EMBRS Model#

EMBRS is a quasi-empirical stochastic cellular automata model. The base of the model is based on the ‘PROPAGATOR’ model. It utilizes a hexagonal grid to discretize regions, the characterstics of each hexagonal cell is based on elevation and fuel data imported from input raster files. The model takes into account the effects of fuel properties, slope, and wind.

Coordinate System#

The coordinate system of EMBRS simulations is shown in the diagram below:

_images/model_coordinates.png

Fig. 2 Coordinate system for EMBRS simulations#

Cells#

Grid#

EMBRS cells are modelled as regular hexagons arranged in a horizontal (pointy topped) grid.

Size#

The size of each cell is measured as the distance in meters of each side of a hexagonal cell.

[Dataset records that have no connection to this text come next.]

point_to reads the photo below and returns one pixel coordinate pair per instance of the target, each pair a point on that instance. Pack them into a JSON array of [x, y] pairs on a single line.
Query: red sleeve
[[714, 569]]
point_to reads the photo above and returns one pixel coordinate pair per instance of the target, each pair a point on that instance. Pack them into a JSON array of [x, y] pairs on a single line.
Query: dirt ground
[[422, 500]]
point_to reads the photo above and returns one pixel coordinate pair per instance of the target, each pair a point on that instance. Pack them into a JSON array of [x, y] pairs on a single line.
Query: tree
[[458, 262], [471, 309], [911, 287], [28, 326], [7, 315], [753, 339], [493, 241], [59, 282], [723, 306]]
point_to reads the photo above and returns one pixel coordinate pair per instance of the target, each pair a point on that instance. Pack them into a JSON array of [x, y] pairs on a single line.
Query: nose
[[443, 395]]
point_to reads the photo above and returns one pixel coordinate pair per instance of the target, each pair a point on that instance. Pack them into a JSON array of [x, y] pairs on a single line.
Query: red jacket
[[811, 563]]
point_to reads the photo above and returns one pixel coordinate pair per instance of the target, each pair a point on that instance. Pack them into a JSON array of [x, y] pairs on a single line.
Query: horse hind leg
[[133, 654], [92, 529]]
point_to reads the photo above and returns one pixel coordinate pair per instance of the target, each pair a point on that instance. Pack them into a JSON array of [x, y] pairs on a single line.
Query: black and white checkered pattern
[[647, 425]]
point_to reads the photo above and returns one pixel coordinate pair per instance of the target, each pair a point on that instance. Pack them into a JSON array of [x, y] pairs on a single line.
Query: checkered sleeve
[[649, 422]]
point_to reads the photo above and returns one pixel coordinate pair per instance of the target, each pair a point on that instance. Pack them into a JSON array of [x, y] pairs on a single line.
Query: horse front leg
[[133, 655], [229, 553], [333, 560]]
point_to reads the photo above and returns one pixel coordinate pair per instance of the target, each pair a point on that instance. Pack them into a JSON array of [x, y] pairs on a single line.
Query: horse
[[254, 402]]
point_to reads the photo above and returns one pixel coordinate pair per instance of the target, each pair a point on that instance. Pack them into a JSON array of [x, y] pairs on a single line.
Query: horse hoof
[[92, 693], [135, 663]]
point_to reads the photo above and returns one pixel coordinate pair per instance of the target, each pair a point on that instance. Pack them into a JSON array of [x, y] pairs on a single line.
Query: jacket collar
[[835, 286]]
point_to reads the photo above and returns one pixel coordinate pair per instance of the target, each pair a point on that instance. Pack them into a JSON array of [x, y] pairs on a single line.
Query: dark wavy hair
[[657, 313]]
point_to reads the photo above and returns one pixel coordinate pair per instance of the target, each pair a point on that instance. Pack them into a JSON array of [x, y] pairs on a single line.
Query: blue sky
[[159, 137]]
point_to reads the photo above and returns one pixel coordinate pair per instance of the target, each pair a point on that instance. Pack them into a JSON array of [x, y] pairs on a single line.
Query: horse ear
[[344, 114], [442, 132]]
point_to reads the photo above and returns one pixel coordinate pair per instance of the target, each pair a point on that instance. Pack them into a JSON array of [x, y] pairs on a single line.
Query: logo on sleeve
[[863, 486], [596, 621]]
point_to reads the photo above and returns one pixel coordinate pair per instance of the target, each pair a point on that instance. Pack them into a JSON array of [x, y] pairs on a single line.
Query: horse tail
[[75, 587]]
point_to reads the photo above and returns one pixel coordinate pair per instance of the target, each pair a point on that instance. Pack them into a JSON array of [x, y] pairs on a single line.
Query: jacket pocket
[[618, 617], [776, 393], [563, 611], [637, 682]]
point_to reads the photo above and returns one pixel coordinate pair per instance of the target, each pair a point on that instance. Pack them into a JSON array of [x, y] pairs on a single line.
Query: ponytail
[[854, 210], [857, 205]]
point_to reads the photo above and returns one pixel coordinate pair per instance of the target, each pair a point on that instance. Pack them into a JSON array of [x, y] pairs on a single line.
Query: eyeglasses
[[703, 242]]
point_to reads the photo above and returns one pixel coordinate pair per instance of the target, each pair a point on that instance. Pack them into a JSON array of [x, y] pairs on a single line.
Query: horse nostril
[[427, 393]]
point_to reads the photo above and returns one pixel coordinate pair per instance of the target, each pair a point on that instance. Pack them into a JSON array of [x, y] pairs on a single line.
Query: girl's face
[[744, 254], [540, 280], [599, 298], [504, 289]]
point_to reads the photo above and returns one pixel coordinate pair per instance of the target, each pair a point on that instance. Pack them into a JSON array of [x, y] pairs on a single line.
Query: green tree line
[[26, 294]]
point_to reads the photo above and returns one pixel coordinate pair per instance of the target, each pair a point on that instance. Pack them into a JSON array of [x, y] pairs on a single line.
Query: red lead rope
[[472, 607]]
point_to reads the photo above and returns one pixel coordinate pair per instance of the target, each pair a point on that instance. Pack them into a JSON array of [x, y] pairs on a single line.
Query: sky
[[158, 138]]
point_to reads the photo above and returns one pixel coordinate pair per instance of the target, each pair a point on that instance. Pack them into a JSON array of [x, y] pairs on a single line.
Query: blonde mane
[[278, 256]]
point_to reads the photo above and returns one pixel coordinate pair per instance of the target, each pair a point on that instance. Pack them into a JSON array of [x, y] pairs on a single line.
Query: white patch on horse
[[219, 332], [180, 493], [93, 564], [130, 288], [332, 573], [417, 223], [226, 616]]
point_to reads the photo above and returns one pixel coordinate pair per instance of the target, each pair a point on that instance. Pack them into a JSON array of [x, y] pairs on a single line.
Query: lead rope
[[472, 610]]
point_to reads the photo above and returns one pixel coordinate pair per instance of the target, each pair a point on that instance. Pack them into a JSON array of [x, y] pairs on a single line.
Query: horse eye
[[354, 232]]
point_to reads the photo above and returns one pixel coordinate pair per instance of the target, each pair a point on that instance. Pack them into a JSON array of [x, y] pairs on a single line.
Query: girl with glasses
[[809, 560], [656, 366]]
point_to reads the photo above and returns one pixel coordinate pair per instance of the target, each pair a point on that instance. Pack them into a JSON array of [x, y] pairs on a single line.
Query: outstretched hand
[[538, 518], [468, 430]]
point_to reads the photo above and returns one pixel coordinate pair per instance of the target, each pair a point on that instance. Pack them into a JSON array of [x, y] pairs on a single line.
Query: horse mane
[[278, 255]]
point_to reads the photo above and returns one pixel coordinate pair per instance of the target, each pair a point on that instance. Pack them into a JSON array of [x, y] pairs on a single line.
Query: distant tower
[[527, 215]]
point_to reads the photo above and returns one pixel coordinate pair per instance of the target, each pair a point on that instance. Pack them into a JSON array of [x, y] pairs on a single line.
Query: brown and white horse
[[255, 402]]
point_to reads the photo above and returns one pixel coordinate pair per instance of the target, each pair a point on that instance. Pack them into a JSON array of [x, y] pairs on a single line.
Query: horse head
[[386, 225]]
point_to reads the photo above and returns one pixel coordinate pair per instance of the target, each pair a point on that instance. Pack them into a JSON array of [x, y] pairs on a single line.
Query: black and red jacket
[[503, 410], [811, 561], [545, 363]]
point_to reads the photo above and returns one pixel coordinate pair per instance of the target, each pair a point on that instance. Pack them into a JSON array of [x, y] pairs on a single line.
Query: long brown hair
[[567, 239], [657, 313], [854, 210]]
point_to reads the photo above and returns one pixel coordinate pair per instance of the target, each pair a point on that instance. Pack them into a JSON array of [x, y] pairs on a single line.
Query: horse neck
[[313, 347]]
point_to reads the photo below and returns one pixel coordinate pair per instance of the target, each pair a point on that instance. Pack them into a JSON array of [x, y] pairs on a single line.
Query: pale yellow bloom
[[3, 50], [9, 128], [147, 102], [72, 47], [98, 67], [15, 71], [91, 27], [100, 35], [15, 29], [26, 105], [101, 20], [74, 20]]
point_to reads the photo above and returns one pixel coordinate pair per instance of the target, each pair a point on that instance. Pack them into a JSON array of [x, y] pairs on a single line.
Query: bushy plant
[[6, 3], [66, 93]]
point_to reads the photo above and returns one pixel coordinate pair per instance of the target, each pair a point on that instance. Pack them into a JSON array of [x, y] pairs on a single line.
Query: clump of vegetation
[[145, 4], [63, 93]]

_images/sim_hexagon_measure.png

Fig. 3 Hexagon cell size measurement#

Elevation#

Each cell is assigned an elevation in meters above sea level. The relative elevation between neighboring cells plays a factor in the propagation of the fire.

Fuel#

Each cell is assigned one of Anderson’s 13 Fire Behavior Fuel models. Each fuel has different propagation properties that effect the spread of the fire (see Fuels).

Fuel Content#

Each cell’s fuel also has a fuel content. This represents the amount of fuel remaining in a cell. If the entire area of a cell contains burnable fuel its fuel content would be 1, meaning 100%. As a cell burns its fuel content decreases as the fuel is burnt (see Fuels: Fuel Consumption Rate).

State#

Each cell can be in one of three states at any given time step:

  1. Fuel: Cell is not on fire, combustible.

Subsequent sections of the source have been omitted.